Gelukkig heeft Timon de gouden ingeving. Als ik zo zeker wist dat ik de verf van de keuken nog had, is er dan niet nóg een pot verf? Hij loopt naar de berging en komt binnen een paar tellen terug met de juiste pot. Ik kan wel janken van opluchting. Ik zet Juda in zijn kinderstoel, pak de verf en de kwast en met een zucht van verlichting tover ik de muur weer egaal lichtblauw-groen. Check!

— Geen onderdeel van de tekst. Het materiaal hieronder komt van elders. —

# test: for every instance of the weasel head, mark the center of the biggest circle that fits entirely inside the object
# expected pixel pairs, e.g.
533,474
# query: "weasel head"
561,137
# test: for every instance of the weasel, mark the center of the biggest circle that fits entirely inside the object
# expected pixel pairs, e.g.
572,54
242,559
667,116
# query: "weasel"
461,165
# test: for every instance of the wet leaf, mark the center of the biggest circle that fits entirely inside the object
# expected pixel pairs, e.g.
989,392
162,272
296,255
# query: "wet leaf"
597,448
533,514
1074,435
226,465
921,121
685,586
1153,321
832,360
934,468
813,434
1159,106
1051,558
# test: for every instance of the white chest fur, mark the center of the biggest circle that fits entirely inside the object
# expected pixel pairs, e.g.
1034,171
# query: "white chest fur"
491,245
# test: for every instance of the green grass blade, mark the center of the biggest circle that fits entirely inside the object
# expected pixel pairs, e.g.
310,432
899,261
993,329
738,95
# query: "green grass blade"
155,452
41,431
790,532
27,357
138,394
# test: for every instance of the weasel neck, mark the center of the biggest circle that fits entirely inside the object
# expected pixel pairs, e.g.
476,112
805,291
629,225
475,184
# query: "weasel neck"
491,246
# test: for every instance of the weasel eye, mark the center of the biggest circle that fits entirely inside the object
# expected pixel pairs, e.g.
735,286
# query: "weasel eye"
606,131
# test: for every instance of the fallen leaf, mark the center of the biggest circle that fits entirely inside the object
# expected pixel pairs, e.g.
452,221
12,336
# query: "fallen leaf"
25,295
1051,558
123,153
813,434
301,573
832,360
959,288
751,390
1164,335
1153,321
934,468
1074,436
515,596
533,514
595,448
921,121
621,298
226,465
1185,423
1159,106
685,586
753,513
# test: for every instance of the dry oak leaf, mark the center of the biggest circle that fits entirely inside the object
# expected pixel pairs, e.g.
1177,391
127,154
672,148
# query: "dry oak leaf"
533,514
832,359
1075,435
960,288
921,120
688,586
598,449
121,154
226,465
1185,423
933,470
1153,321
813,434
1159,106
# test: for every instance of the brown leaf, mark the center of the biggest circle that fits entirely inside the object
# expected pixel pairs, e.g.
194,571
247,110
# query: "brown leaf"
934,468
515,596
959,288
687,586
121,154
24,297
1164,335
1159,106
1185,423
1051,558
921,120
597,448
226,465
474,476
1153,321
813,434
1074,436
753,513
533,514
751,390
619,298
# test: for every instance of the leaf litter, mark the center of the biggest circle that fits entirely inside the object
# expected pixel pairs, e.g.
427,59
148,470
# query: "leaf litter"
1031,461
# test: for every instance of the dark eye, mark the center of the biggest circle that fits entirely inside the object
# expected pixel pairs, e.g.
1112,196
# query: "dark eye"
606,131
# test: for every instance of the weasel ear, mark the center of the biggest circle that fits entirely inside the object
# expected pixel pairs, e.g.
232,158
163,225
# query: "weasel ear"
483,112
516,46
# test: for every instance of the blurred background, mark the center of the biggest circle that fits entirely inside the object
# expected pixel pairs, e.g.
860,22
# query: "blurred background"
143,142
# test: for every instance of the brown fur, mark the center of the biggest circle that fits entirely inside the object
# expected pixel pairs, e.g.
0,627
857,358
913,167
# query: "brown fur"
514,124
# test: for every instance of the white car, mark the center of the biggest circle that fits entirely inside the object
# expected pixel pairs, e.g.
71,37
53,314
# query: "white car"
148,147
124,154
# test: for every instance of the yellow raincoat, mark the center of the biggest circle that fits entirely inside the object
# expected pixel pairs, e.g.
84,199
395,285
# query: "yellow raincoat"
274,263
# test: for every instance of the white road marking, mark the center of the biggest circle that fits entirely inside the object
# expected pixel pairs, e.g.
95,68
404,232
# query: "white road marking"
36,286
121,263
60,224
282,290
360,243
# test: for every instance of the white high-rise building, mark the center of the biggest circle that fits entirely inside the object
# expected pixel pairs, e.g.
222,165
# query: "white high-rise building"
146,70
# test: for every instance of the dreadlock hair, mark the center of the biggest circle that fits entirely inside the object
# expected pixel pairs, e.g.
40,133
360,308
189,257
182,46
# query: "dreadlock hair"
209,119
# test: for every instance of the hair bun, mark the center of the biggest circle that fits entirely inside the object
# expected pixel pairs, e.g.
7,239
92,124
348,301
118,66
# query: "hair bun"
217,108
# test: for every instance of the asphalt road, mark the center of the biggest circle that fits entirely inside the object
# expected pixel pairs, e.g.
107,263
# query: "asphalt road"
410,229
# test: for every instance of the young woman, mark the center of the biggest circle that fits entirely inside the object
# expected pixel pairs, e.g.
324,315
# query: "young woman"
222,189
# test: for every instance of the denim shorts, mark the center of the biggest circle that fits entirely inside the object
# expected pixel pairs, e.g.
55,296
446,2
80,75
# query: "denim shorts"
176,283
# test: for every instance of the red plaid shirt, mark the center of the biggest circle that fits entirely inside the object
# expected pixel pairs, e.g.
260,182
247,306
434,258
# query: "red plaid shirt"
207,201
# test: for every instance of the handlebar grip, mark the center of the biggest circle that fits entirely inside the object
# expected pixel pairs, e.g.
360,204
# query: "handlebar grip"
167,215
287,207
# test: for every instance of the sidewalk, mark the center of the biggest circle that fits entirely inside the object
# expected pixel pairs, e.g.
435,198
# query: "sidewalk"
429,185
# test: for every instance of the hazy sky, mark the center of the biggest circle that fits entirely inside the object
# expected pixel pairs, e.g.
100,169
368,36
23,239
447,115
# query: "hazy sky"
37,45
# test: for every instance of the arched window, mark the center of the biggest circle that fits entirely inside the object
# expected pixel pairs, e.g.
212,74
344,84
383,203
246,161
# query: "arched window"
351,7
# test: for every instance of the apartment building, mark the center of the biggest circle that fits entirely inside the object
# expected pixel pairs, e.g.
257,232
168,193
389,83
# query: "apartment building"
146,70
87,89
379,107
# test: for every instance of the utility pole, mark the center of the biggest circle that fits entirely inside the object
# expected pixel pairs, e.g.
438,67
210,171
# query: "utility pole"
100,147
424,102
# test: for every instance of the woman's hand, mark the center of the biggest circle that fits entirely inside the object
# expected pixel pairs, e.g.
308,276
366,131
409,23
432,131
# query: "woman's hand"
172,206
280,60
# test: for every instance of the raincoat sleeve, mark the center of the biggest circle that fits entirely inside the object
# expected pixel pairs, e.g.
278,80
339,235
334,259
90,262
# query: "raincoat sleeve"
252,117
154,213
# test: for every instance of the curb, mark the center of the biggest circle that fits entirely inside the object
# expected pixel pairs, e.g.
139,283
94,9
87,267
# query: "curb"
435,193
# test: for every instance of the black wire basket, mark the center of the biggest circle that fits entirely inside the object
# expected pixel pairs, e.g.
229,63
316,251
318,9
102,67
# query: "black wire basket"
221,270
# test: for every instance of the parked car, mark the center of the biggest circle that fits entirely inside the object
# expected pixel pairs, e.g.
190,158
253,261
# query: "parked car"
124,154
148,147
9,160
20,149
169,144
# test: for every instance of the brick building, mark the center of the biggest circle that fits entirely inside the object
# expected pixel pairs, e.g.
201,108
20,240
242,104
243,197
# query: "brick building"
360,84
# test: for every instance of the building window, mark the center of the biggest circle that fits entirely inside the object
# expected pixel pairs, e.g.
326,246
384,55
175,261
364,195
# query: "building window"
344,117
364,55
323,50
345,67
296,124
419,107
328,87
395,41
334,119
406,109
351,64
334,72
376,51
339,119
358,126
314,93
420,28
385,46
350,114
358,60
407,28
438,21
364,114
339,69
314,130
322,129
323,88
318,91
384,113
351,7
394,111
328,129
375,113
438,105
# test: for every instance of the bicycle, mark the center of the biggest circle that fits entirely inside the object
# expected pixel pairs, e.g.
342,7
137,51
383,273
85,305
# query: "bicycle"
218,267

Terwijl ik de verfpot dicht doe en de kwast schoonmaak, schiet het me opeens te binnen. Ik heb dus blijkbaar óók de verf van de muur in de hal nog! Dat betekent dat ik óók die lelijke vette vingers en dat beschadigingetje bij de trap nog kan wegwerken. Ik kijk op mijn horloge. Zal ik nog even snel die andere pot erbij pakken? Of… ben ik dan écht te overmoedig?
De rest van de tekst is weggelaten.